My grandmother and grandfather are both gone now, but all the rest of us are still here ... or at least we were, until a few days ago.  That’s when I got the word that my aunt Marion had passed away.  She’d been sick for a while now, so it wasn’t really a surprise.  Not that that helps.  When your family members die after a long illness, people will tell you that at least they’re not suffering any more, and when they die suddenly, people will say at least they didn’t suffer, but none of that really makes a dent in how you feel.  There’s a sense that you have of a person, regardless of how often you see them: it might be a large looming presence, or it might be just a comfortable feeling tucked away in the back of your mind, like the keepsakes you have up in your attic—you don’t take them out and look at them very often, but you’re comforted just knowing they’re there.  Then, one day, that sense is gone ... the loss might be overwhelming, or it might be like an itch you can’t quite reach, or it might be anywhere in between, but it’s always very sharp.  It cuts.  And it’s hard to adjust to.

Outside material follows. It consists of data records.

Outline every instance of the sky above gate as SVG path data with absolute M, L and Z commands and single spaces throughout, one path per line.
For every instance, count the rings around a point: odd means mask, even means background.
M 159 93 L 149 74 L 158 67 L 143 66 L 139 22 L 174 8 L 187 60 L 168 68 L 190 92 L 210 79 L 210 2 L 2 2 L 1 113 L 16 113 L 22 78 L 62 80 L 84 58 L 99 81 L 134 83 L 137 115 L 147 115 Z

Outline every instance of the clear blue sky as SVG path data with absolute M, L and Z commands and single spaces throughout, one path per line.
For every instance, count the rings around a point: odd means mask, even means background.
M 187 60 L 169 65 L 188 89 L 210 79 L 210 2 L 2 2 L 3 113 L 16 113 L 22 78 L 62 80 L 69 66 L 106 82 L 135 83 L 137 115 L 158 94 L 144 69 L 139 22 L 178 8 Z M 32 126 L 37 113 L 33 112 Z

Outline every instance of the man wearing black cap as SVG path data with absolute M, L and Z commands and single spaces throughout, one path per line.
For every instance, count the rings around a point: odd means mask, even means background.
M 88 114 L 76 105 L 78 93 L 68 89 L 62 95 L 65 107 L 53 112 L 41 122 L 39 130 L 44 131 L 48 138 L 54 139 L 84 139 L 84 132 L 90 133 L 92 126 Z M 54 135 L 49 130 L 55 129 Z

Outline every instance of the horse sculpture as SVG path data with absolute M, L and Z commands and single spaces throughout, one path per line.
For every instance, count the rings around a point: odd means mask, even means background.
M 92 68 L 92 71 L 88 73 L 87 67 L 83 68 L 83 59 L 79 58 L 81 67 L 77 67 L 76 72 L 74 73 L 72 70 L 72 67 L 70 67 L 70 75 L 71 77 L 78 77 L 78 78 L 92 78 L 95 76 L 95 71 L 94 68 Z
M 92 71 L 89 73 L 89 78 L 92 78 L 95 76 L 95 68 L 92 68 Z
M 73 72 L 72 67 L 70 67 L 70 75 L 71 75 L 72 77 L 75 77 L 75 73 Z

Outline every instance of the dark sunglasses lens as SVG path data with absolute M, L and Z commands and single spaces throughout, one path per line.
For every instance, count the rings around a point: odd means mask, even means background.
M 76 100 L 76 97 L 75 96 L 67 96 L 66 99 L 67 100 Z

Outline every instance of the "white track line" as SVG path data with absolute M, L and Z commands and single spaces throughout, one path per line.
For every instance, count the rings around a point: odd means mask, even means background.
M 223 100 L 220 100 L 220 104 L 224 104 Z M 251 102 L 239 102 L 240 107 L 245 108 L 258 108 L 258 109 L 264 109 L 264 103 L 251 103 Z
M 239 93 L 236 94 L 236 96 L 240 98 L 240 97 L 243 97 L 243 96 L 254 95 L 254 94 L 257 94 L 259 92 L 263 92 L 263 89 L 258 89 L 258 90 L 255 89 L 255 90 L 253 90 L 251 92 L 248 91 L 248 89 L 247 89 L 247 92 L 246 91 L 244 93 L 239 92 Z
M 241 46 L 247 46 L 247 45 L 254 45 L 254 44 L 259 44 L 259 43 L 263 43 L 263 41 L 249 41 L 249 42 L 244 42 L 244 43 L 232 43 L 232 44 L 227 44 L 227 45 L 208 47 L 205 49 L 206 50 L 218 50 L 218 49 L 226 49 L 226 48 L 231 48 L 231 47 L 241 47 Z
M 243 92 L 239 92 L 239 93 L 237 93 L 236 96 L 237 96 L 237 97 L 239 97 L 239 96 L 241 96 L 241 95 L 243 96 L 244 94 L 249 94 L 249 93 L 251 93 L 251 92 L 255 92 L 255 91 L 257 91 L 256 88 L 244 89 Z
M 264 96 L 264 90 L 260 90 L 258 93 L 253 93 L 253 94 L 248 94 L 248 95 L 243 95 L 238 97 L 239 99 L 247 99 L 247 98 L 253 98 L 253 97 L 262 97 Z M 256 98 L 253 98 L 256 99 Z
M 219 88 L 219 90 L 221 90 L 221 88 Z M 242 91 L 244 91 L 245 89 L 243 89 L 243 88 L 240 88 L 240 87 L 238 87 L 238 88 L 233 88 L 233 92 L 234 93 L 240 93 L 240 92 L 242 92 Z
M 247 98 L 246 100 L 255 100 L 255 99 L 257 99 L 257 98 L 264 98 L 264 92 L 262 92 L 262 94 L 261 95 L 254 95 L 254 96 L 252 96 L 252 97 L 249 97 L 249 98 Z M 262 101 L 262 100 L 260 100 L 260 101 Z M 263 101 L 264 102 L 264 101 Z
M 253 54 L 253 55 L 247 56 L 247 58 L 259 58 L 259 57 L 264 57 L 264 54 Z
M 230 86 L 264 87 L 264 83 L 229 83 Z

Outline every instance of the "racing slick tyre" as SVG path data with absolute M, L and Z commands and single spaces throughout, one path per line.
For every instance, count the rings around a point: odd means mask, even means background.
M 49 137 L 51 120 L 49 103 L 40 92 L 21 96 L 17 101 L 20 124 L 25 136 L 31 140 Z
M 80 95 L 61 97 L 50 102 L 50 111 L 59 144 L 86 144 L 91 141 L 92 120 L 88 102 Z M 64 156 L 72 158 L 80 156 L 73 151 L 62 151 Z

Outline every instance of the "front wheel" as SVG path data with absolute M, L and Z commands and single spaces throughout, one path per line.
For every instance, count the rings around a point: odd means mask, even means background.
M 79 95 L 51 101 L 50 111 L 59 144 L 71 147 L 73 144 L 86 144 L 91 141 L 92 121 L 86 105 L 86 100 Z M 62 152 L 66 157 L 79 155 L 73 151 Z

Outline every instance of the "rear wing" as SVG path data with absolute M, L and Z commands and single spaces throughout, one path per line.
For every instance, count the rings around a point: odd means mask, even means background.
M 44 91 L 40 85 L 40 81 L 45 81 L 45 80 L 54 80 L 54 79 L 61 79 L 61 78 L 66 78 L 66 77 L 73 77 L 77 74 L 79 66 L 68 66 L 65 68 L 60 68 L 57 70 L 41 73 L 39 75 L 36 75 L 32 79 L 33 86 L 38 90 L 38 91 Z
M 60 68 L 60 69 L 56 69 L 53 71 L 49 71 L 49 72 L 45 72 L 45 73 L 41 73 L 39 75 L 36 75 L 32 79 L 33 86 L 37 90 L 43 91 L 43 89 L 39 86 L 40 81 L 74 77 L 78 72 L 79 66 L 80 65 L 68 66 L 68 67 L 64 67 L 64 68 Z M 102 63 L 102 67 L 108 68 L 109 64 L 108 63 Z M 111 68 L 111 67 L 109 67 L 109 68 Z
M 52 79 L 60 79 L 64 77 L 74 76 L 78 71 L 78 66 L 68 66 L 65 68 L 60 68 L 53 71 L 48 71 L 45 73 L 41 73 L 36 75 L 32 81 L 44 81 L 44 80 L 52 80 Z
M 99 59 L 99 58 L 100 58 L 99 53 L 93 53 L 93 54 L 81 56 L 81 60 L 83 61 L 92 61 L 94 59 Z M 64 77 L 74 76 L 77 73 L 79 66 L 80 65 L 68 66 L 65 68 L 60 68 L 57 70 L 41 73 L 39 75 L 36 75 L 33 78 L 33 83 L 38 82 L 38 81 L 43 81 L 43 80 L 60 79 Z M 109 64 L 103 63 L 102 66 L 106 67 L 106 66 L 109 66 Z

I haven’t seen my aunt Marion for many years.  But I remember many things about her.  Some are superficial: her boundless capacity for the color red, and her endless delight in Snoopy, for instance, are things that everyone who knew her even slightly remembers.  Some are not even very well connected with her as a person: for instance, my earliest remembrances of my aunt and uncle are probably going out to their house, which was way outside town, and playing with their electric organ.  I don’t specifically see Aunt Marion in these memories, but the organ made quite an impression on me, as I was very young and it was very cool.

I remember giant stuffed Snoopies, and I remember elaborate piled hair-do’s, and I remember her candy-making business, with the rainbow assortments of white chocolate and the candy molds and she even made her own peanut butter cups, and that was pretty cool no matter how old you were.  And I remember lots and lots of family dinners.  I remember her bringing over my cousin Chris for the first time, and I remember her bringing over my cousin Cathy for the first time.  I remember that she laughed the loudest, and the easiest, and the most often.  I remember her giving us silly Christmas gifts, like bad cologne, just because she knew that my brother and I loved to say “Brut: by Faberge” in our best Eddie Murphy voice, and I guess she liked hearing us say it.

What I remember most about her, though, was her strength.  My Aunt Marion said what was on her mind, and she said it straight, and she didn’t care who heard her.  She was the only person in our family who did that.  My mother’s family was polite to the point of obsession; my father’s, more plain-spoken, but still proper.  But Aunt Marion went beyond plain-spoken and into what was to me a strange new world of honesty and forthrightness.  She came into a room like a whirlwind, dominated a conversation without monopolizing it, was brazen without crossing the line into shocking.  Well, I’m sure she crossed some people’s lines.  There were probably people who considered her rude.  There were probably those who were secretly jealous of her apathy towards what others thought of her.  I just thought she was cool, and, the older I got, the cooler she was.

So today I’m missing my aunt, even though I hadn’t spoken to her in forever.  Even though those family dinners are long gone, they remain fresh in my mind.  Even though I haven’t seen my cousins in years, my thoughts are with them, because they’ve lost their mother, and even though I haven’t talked to my uncle for just as long, my thoughts are with him, because he’s lost his soulmate.  My loss compared to theirs is very small, but I still feel it.  I’m going to miss my loud, crazy Aunt Marion because, in many ways, she was the best of us.  And that’s always worth celebrating.